General characteristics
- Tons burthen: 275, or 276 (bm)
- Armament: 8 × 9-pounder guns; 10 × 9&18-pounder cannon;

= Trelawney (1808 ship) =

UK merchant ship (1808–1822)

Trelawney was launched in 1808 at Whitehaven as a West Indiaman. She was wrecked on 11 March 1822.

==Career==
Trelawney first appeared in Lloyd's Register (LR) in 1808.

| Year | Master | Owner | Trade | Source |
|---|---|---|---|---|
| 1808 | J. Whiteside | R. Whiteside and Co. | Whitehaven | LR |

Although Lloyd's Register did not specify where Trelawney was sailing, Lloyd's Lists ship arrival and departure data showed that she was trading with the West Indies, particularly Jamaica. In 1808 she arrived back at Liverpool from Jamaica with a cargo sugar, rum, cotton, coffee, sweatmeats, staves, and lime juice.
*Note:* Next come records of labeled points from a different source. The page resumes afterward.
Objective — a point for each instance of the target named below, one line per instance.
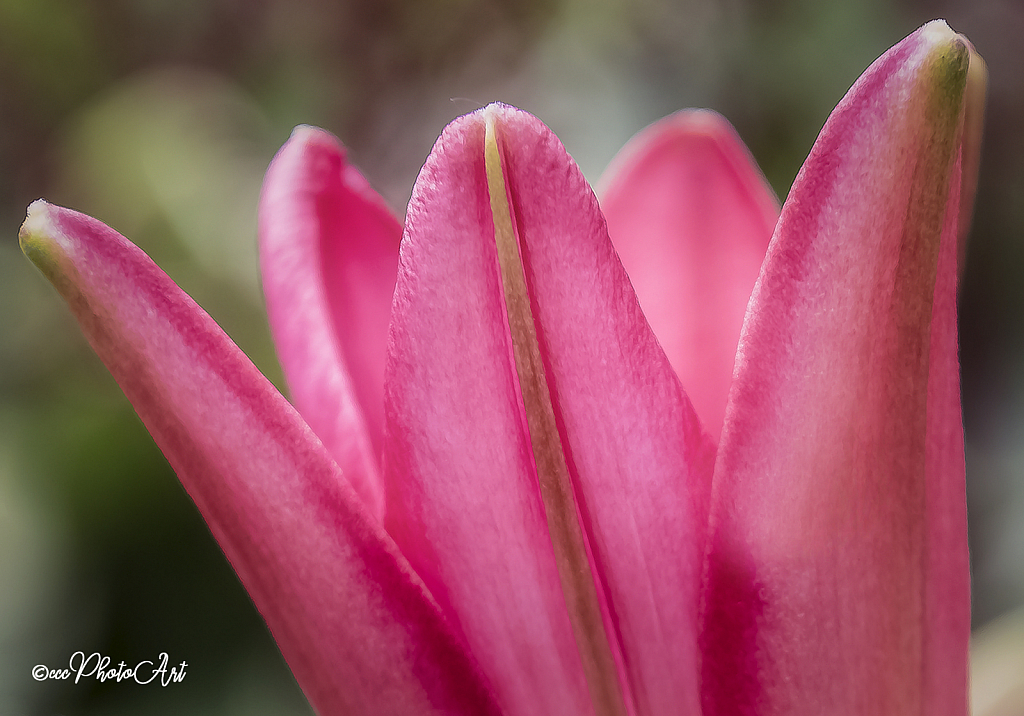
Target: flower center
(579, 582)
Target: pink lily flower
(493, 495)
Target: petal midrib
(567, 537)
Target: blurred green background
(159, 117)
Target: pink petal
(837, 574)
(690, 215)
(464, 501)
(353, 622)
(329, 252)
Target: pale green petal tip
(948, 58)
(38, 239)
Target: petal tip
(38, 236)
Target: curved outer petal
(353, 622)
(329, 253)
(837, 575)
(463, 496)
(690, 215)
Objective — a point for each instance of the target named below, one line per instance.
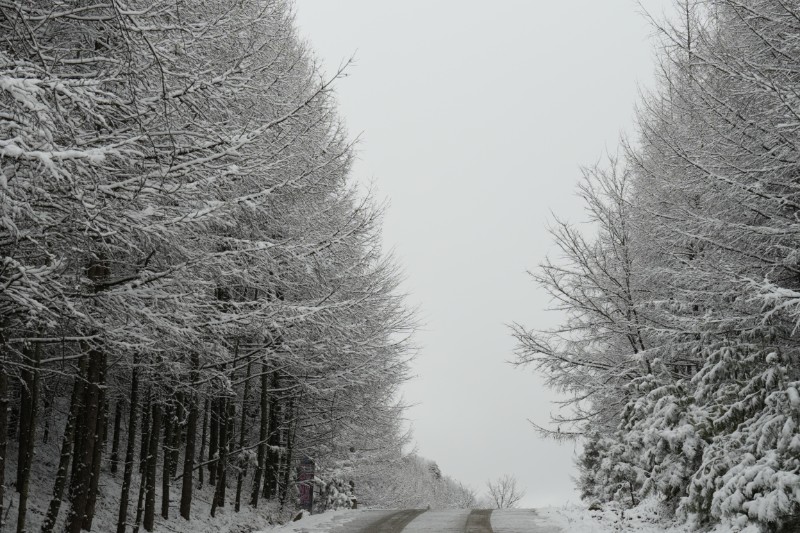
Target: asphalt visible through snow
(450, 521)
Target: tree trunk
(115, 437)
(242, 433)
(263, 433)
(85, 443)
(100, 440)
(66, 453)
(3, 437)
(130, 450)
(271, 471)
(32, 386)
(166, 468)
(219, 493)
(188, 461)
(144, 446)
(152, 460)
(213, 444)
(203, 441)
(179, 417)
(291, 426)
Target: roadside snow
(319, 523)
(439, 521)
(645, 519)
(516, 520)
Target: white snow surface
(521, 520)
(643, 519)
(439, 521)
(327, 521)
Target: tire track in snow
(393, 523)
(479, 521)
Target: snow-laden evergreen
(190, 276)
(679, 356)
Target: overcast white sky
(475, 117)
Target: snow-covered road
(431, 521)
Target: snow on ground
(439, 521)
(323, 522)
(643, 519)
(516, 520)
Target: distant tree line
(192, 291)
(680, 357)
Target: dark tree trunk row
(130, 449)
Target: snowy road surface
(434, 521)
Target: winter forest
(196, 305)
(679, 357)
(193, 293)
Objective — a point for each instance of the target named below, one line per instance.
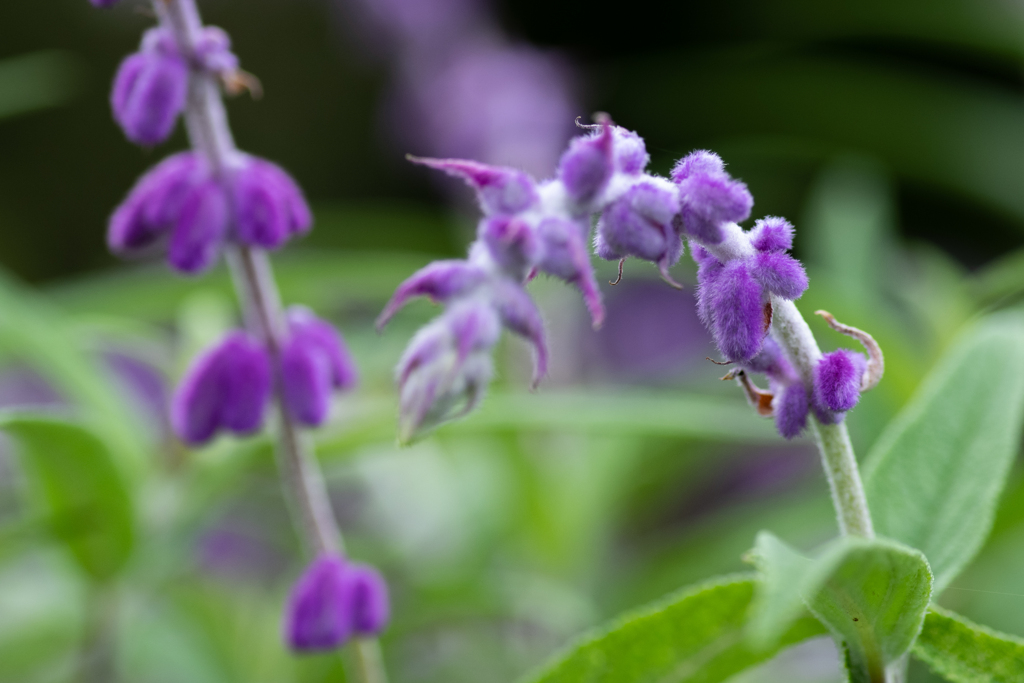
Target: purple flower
(150, 90)
(772, 233)
(838, 379)
(226, 387)
(314, 363)
(587, 166)
(709, 196)
(371, 607)
(499, 189)
(318, 615)
(269, 206)
(333, 601)
(639, 223)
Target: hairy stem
(793, 334)
(209, 132)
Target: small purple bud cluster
(334, 601)
(229, 385)
(527, 227)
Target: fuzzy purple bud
(150, 92)
(779, 273)
(734, 305)
(226, 387)
(501, 190)
(565, 256)
(200, 230)
(441, 281)
(772, 233)
(838, 378)
(512, 244)
(318, 615)
(709, 196)
(371, 607)
(268, 205)
(639, 223)
(790, 408)
(588, 164)
(314, 363)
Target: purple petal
(519, 313)
(318, 615)
(200, 228)
(440, 282)
(565, 256)
(501, 190)
(371, 608)
(772, 233)
(779, 273)
(838, 378)
(588, 164)
(737, 309)
(791, 409)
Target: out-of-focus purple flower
(371, 607)
(226, 387)
(709, 196)
(314, 363)
(318, 615)
(838, 379)
(150, 89)
(269, 206)
(499, 103)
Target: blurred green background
(892, 133)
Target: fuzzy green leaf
(81, 488)
(965, 652)
(870, 594)
(693, 636)
(935, 474)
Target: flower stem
(206, 120)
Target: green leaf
(76, 479)
(692, 636)
(870, 593)
(935, 474)
(965, 652)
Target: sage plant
(216, 200)
(871, 594)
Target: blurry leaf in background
(871, 594)
(965, 652)
(935, 475)
(693, 636)
(38, 81)
(87, 502)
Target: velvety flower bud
(709, 197)
(154, 204)
(790, 409)
(779, 273)
(736, 307)
(838, 379)
(501, 190)
(200, 230)
(565, 256)
(639, 223)
(314, 363)
(150, 92)
(318, 615)
(441, 281)
(226, 387)
(772, 233)
(371, 607)
(512, 244)
(268, 205)
(587, 166)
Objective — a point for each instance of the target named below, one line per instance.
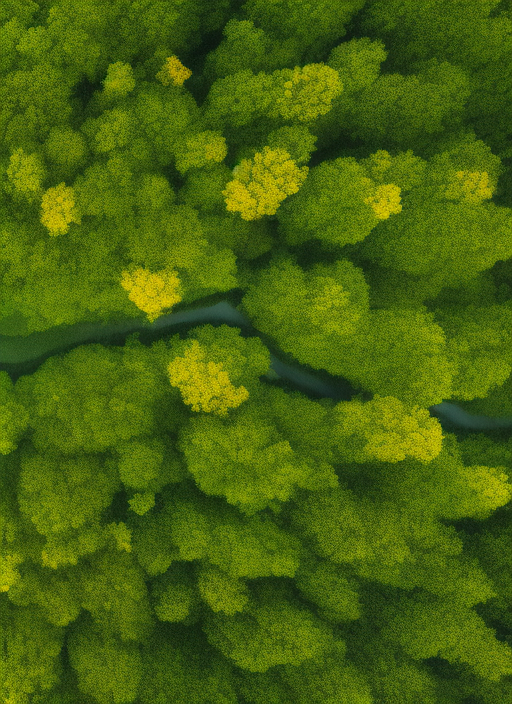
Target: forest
(174, 527)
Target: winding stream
(22, 355)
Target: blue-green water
(23, 354)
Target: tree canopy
(176, 525)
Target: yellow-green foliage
(152, 292)
(261, 184)
(173, 72)
(201, 149)
(58, 209)
(26, 173)
(305, 92)
(469, 187)
(204, 385)
(385, 201)
(119, 80)
(384, 429)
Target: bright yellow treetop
(173, 72)
(204, 386)
(58, 209)
(470, 187)
(152, 293)
(262, 183)
(308, 92)
(385, 201)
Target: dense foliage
(173, 528)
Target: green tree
(108, 669)
(308, 313)
(257, 467)
(31, 653)
(383, 429)
(275, 630)
(336, 205)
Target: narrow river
(23, 355)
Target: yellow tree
(262, 183)
(152, 293)
(204, 386)
(173, 72)
(58, 209)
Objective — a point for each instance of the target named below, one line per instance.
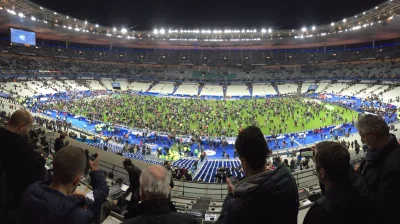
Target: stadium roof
(379, 23)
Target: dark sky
(209, 14)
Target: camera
(93, 157)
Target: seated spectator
(380, 172)
(20, 165)
(155, 206)
(59, 143)
(342, 202)
(262, 195)
(58, 201)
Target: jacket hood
(278, 182)
(47, 205)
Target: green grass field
(183, 115)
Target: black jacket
(43, 205)
(380, 179)
(342, 204)
(134, 175)
(58, 144)
(21, 165)
(158, 211)
(271, 196)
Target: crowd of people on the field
(370, 187)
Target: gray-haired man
(155, 205)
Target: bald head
(21, 122)
(154, 182)
(69, 163)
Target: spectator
(342, 202)
(380, 172)
(58, 201)
(59, 143)
(155, 206)
(16, 178)
(261, 195)
(134, 175)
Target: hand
(94, 165)
(230, 187)
(79, 193)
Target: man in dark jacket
(59, 143)
(155, 206)
(262, 195)
(58, 201)
(380, 172)
(134, 175)
(342, 202)
(19, 164)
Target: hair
(155, 181)
(19, 117)
(372, 123)
(333, 158)
(127, 162)
(68, 163)
(252, 146)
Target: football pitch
(213, 117)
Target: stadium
(184, 94)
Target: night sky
(209, 14)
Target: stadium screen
(312, 87)
(116, 85)
(23, 37)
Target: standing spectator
(380, 173)
(342, 202)
(16, 178)
(155, 206)
(134, 175)
(246, 202)
(59, 201)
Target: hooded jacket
(42, 205)
(21, 166)
(271, 196)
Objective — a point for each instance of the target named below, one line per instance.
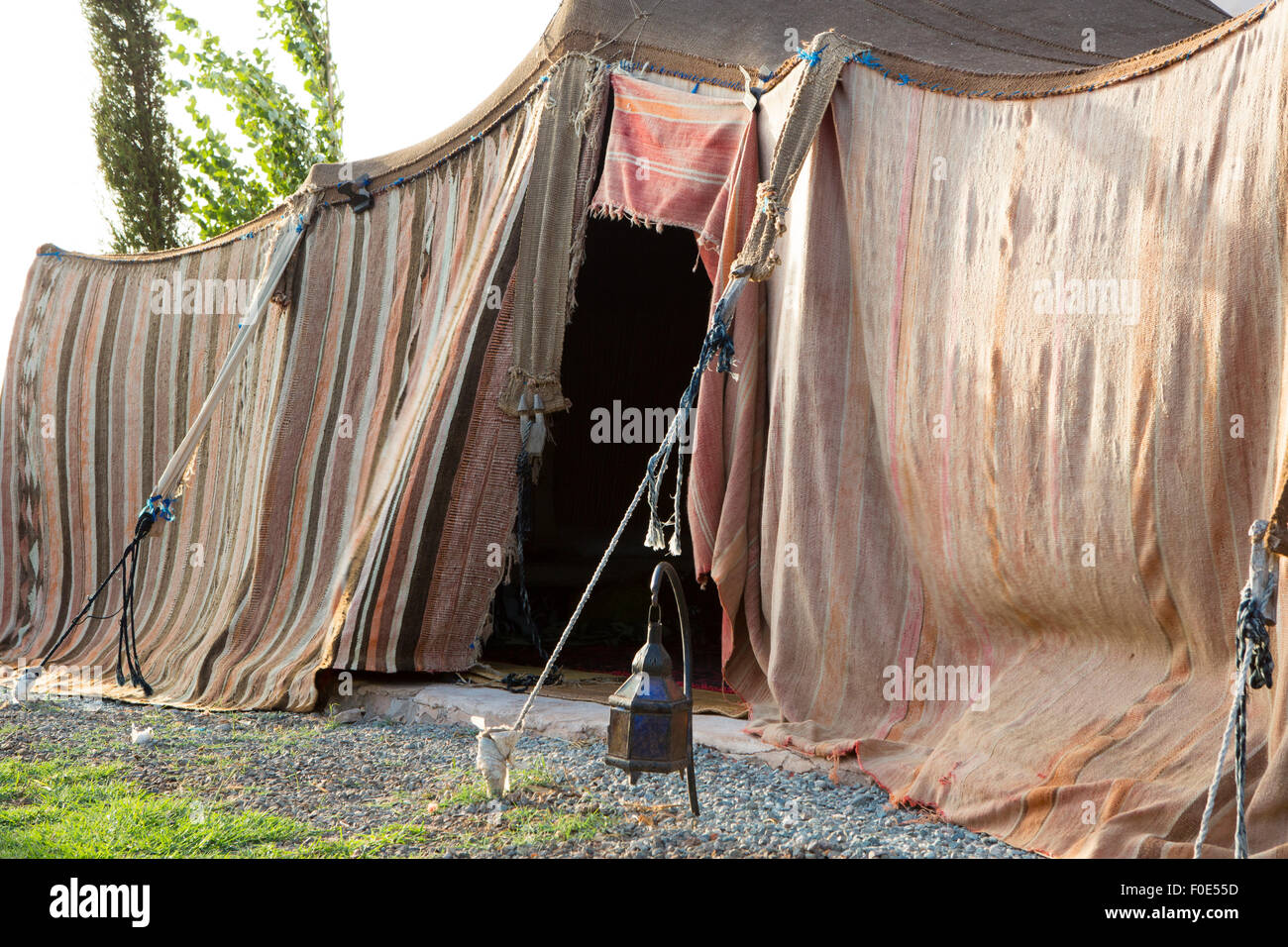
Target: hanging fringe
(127, 642)
(717, 343)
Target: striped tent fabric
(975, 497)
(668, 157)
(351, 468)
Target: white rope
(1239, 684)
(286, 237)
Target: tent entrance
(629, 352)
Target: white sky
(407, 71)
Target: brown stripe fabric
(329, 466)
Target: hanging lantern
(651, 718)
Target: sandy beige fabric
(553, 227)
(984, 455)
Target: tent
(1008, 388)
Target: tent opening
(629, 352)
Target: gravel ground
(353, 780)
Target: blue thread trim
(864, 56)
(810, 55)
(161, 510)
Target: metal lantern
(649, 718)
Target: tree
(283, 138)
(134, 140)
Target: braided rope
(1256, 667)
(1235, 707)
(716, 343)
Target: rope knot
(810, 55)
(767, 198)
(1252, 633)
(720, 343)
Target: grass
(67, 809)
(62, 809)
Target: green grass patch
(60, 809)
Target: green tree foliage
(227, 184)
(134, 140)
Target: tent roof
(997, 48)
(957, 43)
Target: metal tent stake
(649, 719)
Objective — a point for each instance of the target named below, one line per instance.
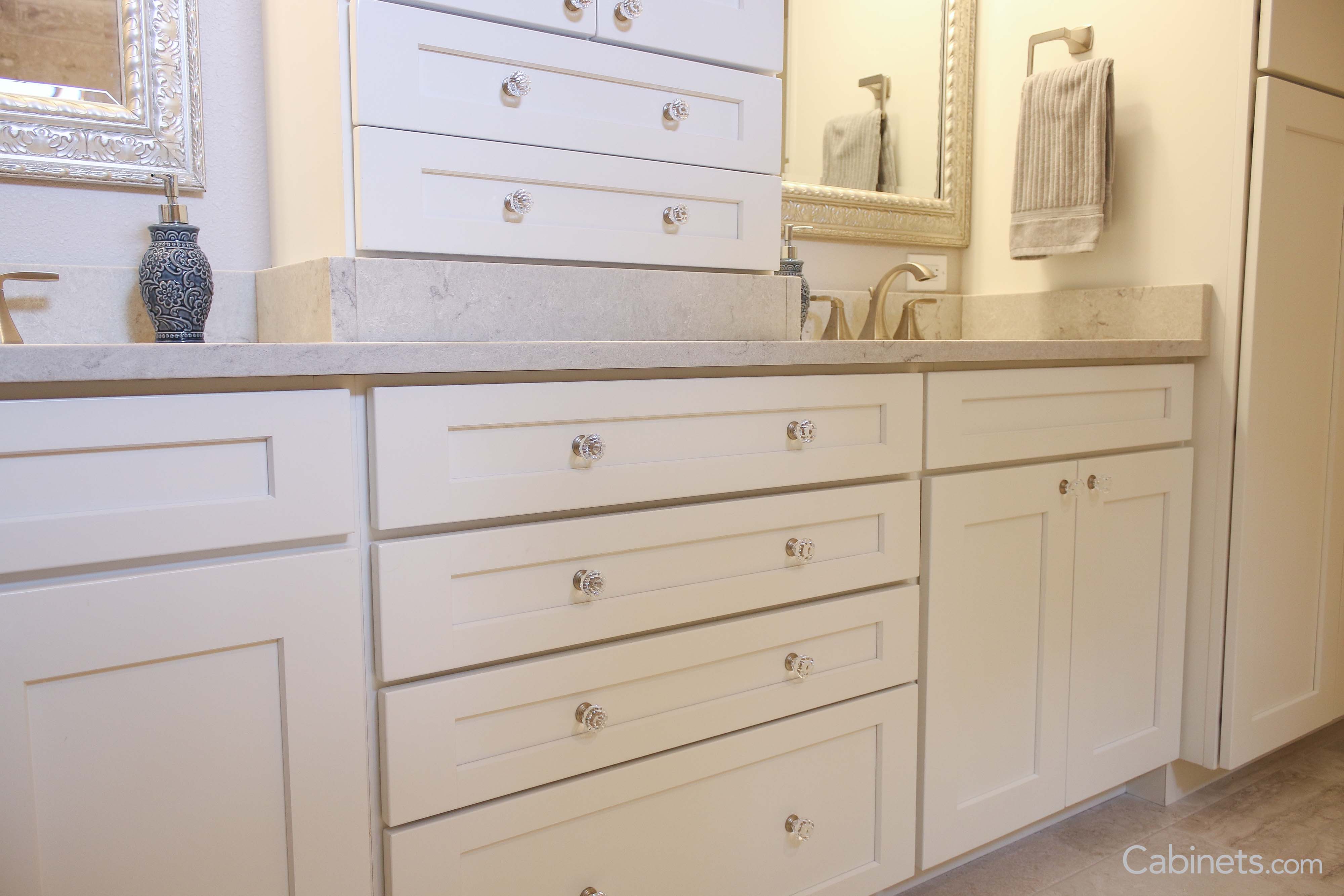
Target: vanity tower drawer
(708, 819)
| Year | Master | Owner | Trade | Source |
|---|---|---|---|---|
| 1812 | J. Whiteside Coulthirst | R. Whiteside and Co. | Cork | LR |
| 1813 | Coulthirst | R. Whiteside and Co. | Dublin–Jamaica | LR |
| 1816 | Coulthirst Coulthard | R. Whiteside and Co. | Cork–Jamaica Liverpool–West Indies | LR |
| 1818 | W.Bell M'Crever | Whitesides | Whitehaven–Jamaica | LR |
| 1819 | M'Crever M'Iver | Whitesides | London–Jamaica | LR |

==Loss==
Trelawney, M'Iver, master, of Whitehaven, was totally lost on 11 March 1822 during a severe gale at Montego Bay, Jamaica.